I
NEVER EXPECTED TO FEEL THIS WAY
By
Jackie Hogan
Like
most people born on the North Shore, I grew up Catholic.
Seven years in Catholic school, church on Sunday, confession,
plaid skirt, knee-highs, and visions of being the May
Queen. My grandmother prayed three rosaries a day and
believed French kissing was a sin. Catholic School repressed
my individuality. Sr. Agnes disapproved of my red shoes,
purple lip gloss, and certainly when I rolled my knee-highs
down to my ankles alien-style. Sr. Hiltruda informed
me that I was a "freak of nature" followed by "I don't
like you, but I love you." In those seven years, Fr.
MacLaughlin never said a word to me outside the confession
box. I actually believed God reserved a spot in hell
for me because I shared my communion with a girl who
hadn't made her First Holy Communion yet. Church bored
me beyond belief and I hummed the hymns in my head to
pass the time. Being Catholic did not support me as
a child and I remain bitter. When I graduated from parochial
school in 8th grade, I packed away my rosary beads and
kissed Catholicism good-bye. Since then, I've evolved
from a uniformed girl in knee-highs to a spiritual urban
hipster who embraces all of humanity (if I do say so
myself).
I
came to the Mass of Rededication to work. I'm a videographer
and was hired to record the Mass. For the past year
now, I've been recording and editing footage from different
events in response to the crisis, including the Solidarity
March shown at the first VOTF conference. I recently
committed myself to producing a full length documentary
on the crisis, a project I hope will be an instrument
of healing for survivors, hurt Catholics and anyone
who has been affected by what has happened. Recording
the Mass of Rededication was not part of the documentary,
although I was very interested in witnessing the event.
I
did not intend nor want to work on this documentary.
I was hired multiple times for small projects. Obviously,
the subject matter is of great importance and I felt
honored to be given the opportunity - more importantly,
the trust. But there was the whole "Catholic" thing,
the bad taste in my mouth, the salt in my wounds, the
"common" folk sitting in rows while one big important
male preached from the front. And where was the voice
of the children?
Over
the course of this year, I softened. I began to feel
connected, compassionate, and committed. The words of
one survivor will change you forever - that's what happened
to me (and it wasn't just one survivor, it was many).

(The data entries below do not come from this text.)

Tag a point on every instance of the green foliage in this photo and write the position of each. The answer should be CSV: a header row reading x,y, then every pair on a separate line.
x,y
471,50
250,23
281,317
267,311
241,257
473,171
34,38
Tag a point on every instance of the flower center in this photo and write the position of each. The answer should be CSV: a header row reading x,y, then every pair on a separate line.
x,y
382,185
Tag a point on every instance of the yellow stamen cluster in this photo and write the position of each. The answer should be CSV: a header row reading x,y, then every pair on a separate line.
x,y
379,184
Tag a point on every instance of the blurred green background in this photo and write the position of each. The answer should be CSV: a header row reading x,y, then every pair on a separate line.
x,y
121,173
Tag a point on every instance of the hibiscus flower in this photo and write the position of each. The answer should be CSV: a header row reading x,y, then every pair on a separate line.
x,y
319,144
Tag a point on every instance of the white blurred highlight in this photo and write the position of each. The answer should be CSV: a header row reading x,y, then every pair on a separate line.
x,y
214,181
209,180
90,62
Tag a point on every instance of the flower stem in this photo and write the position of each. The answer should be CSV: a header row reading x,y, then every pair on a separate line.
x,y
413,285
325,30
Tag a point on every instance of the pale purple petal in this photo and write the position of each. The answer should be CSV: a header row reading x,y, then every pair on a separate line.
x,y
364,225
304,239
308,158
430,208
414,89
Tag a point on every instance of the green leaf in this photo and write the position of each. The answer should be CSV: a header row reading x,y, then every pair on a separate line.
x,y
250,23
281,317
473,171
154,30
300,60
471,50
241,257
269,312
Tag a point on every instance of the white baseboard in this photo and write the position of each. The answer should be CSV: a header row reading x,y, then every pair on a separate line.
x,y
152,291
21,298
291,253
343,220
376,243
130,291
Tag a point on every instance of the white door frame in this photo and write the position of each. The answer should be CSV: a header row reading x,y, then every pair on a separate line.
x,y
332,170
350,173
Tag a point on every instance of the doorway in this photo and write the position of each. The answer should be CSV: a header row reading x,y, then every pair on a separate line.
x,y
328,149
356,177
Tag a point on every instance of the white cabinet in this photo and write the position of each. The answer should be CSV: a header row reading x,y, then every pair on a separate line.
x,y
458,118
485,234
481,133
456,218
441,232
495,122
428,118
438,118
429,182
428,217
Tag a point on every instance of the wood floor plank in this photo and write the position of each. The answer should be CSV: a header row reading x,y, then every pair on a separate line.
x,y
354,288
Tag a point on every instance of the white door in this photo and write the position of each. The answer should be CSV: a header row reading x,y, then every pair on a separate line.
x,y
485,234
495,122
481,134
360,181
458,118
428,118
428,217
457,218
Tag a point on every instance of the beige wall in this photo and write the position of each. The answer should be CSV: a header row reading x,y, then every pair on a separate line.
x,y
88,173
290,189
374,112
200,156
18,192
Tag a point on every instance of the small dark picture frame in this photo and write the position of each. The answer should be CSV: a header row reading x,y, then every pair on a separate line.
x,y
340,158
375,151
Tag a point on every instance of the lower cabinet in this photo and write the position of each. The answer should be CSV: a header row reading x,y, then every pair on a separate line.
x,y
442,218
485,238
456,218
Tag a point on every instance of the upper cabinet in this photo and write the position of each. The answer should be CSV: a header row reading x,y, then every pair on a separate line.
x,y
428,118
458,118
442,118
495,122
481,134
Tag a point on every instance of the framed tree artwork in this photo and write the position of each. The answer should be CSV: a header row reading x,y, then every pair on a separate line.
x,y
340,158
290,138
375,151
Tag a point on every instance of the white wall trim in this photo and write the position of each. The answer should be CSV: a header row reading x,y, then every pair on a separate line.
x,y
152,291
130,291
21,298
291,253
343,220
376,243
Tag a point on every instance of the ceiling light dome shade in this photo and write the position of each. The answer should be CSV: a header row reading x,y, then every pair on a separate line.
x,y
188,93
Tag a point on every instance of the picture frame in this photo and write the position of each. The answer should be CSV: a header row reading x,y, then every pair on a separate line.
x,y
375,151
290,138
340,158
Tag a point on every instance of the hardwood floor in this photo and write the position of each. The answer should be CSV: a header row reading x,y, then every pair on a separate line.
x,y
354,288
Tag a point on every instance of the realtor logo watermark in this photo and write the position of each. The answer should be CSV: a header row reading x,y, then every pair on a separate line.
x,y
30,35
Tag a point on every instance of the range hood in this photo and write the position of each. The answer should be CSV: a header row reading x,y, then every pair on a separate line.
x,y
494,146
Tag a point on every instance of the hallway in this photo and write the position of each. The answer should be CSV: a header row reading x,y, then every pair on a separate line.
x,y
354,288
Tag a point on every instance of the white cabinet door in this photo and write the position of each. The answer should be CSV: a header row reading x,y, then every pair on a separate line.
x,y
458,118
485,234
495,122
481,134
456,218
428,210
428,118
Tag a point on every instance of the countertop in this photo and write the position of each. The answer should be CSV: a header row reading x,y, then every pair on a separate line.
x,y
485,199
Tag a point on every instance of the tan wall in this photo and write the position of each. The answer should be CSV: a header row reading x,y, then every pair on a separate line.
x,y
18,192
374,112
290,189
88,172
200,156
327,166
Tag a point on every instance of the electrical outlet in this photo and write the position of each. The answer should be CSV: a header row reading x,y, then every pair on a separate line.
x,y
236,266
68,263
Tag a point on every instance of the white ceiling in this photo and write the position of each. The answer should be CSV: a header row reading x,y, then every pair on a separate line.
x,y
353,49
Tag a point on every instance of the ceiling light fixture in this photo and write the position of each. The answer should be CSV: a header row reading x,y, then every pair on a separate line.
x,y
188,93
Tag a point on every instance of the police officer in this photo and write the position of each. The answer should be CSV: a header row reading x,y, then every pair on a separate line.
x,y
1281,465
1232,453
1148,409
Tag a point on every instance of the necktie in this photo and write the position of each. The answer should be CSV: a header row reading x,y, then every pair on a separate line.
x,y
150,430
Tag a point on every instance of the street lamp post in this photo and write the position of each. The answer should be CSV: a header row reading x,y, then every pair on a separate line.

I know how much being Catholic hurt me as a child and
my trite complaints are pale in the shadow of what survivors
have endured. Also, I couldn't believe the number of
Catholics devoting incredible amounts of time and energy
to supporting survivors. Catholics who were not victimized
and who did not have family members who were victimized
- Catholics who were simply ordinary people committed
to creating extraordinary changes.
It
became obvious that the events I had been documenting
would weave into a story that could benefit many people.
Since I began working on this documentary, my life has
been graced with many gifts and opportunities. In a
few short months, I had support from advocates and survivors,
donated office space, approval from the Center for Independent
Documentary, and three incredible interns. I knew from
the events unfolding I made the right decision and that
spirit flowed through me, but I felt something was missing.
In my 29 years, I've never once felt devoid of spirituality,
but when I kissed the Church good-bye, I must have left
Jesus behind too because that's what was missing.
How
could I possibly be working on a documentary about the
clergy sexual abuse scandal without connecting with
Jesus?
Reluctantly,
I included Jesus in my prayers for the first time of
my own volition and not because it was what I was supposed
to do. I prayed to Jesus because I wanted to and believe
me when I tell you that it was not easy. It's even harder
to share it with you now. I prayed to feel the love
of Christ within me and that my work would be an instrument
of His will. I prayed that I use my will with a clear
intent for the benefit of everyone concerned.
The
connection began on Good Friday. Again, I was working,
this time on the documentary. While I was recording
the Stations of the Cross at the Chancery, I began to
feel heavy, tired, emotional, and even tearful. I went
home and cried. I spent the rest of the day in a quiet
solitude. I called a friend who is also a teacher and
asked how I could connect with Jesus. She told me to
pray.
While
I was recording the Mass of Rededication, I began to
feel a beautiful energy within the room. I was resistant
to this feeling because I still do not like church.
When I pray in a group, I prefer sitting in a circle.
I began to accept that everyone in the church was there
because they wanted to be there, they believed in the
importance of their actions, and they share a vision
for the future. Someone wept and a wave of emotion flowed
through me. I was no longer just working. I was part
of something much greater than me and I could feel this
very clearly. I felt Jesus in the room with all of us
and I was grateful. I received communion for the first
time in over ten years.
My
prayer now is to integrate a relationship with Jesus
into my daily walk and my work, to join my walk with
my work. I'm honored to be part of this transformation,
to contribute in what I hope is a meaningful way, and
I thank all of you for your continued efforts.